PERNAKAH terbersit tanya dalam hati atau pikiran, dari mana asal muasal diadakannya pencatatan dalam transaksi penjualan? Atau dalam dunia modern di sebut dengan kata ‘akuntansi’. Jangankan orang biasa yang tak mengerti tentang akuntansi, bahkan mungkin mahasiswa yang mengambil jurusan akuntansi pun belum tentu mencari tahu tentang hal itu.
Dalam catatan sejarah, pencatatan tertua itu berasal dari Babilonia pada 3600 tahun Sebelum Masehi, itupun hanya berupa pencatatan bayaran gaji. Penemuan pencatatan yang lainnya yaitu di Mesir dan Yunani kuno. Yang jika dibandingkan dengan sistem pencatatan sekarang, pencatatan pada zaman dahulu itu belum sistematis dan terkadang tidak lengkap.
Namun, akuntansi atau pencatatan suatu usaha itu selalu berkembang dari waktu ke waktu. Perkembangannya itu bersamaan dengan dikembangkannya system pembukuan ganda (double entry system) oleh pedagang-pedagang di Venesa.
Luca Pacioli. Dialah yang di sebut sebagai Bapak Akuntansi. Dia yang pertama kali memperkenalkan tentang system pembukuan ganda tersebut pada tahun 1494. Dia yang menerbitkan buku berjudul‘Summa de Arithmatica, Geometria, Proportioni et Proportionalita.’ Bagian buku tersebut yang membahas tentang pembukuan ada 37 bab, dengan judul ‘Tractatus de Computis et Scriptorio.’
Padahal nih, dalam agama Islam kata akuntansi itu sudah menjadi kata yang sudah tidak asing lagi. Bahkan mungkin bukan menjadi suatu lmu yang baru. Mengapa? Karena dalam peradaban Islam, sudah dikenal Baitul Mal yaitu lembaga keuangan yang berfungsi sebagai Bendahara Negara. Baitul Mal itulah yang menjamin kesejahteraan sosial masyarakat.
Bahkan masyarakat muslim itu sudah mempunyai akuntansi yang di sebut Kitabat al Amwal. Kitab yang merupakan sebuah mahakarya tentang ekonomi yang dibuat oleh Abu Ubaid – seorang ahli ekonomi Islam – yang menekankan beberapa issu mengenai perpajakan, hukum, serta hukum administrasi dan hukum international.
Konsep akuntansi yang harus diikuti oleh setiap pelaku bisnispun sebenarnya telah di gariskan dalam Kitab Suci Al-Qur’an. Konsep tersebut dinyatakan dalam QS. Al-Baqarah ayat 282 yang artinya sebagai berikut.

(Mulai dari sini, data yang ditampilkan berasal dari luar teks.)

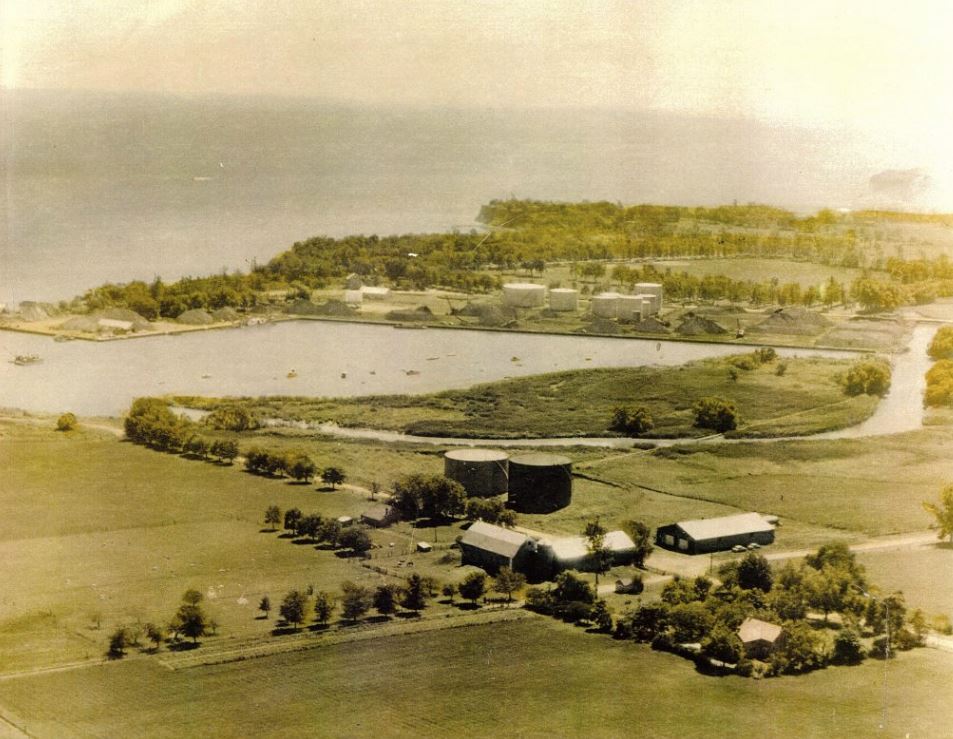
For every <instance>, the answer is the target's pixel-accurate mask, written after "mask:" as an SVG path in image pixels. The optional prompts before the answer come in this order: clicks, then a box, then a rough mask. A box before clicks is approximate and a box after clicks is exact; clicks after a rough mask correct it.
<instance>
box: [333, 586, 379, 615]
mask: <svg viewBox="0 0 953 739" xmlns="http://www.w3.org/2000/svg"><path fill="white" fill-rule="evenodd" d="M341 592H342V593H343V595H342V597H341V613H342V615H343V616H344V618H345V619H346V620H348V621H357V620H358V619H359V618H360V617H361V616H363V615H364V614H365V613H367V611H368V610H369V609H370V607H371V604H372V603H373V602H374V596H373V593H371V591H370V590H368V589H367V588H365V587H363V586H362V585H355V584H354V583H352V582H344V583H342V584H341Z"/></svg>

“Hai orang-orang yang beriman! Apabila kamu bermuamalah tidak secara tunai (melakukan utang piutang) untuk waktu yang ditentukan, hendaklah kamu menuliskannya. Dan hendaknya seorang penulis diantara kamu menulis dengan benar. Dan janganlah penulis enggan menuliskannya sebagaimana Allah telah mengajarkan kepadanya, hendaknya ia menulis. Dan hendaknya orang berhutang itu mengimlakkan (mendiktekan) apa yang ditulis itu, dan hendaknya dia bertaqwa kepada Alloh, Tuhannya, dan janganlah ia mengurangi sedikitpun daripada utangnya…”
Subhanallah, itulah pembuktian bahwa Islam itu bersifat menyeluruh. Tidak hanya dalam hal agama, namun dalam segi ekonomi pun, sudah diatur dalam Islam. Bahkan tertulis jelas dalam al-Qur’an 14 abad lalu tentang tata cara dan panduannya sejak dulu, dan akan sangat dibutuhkan di masa sekarang.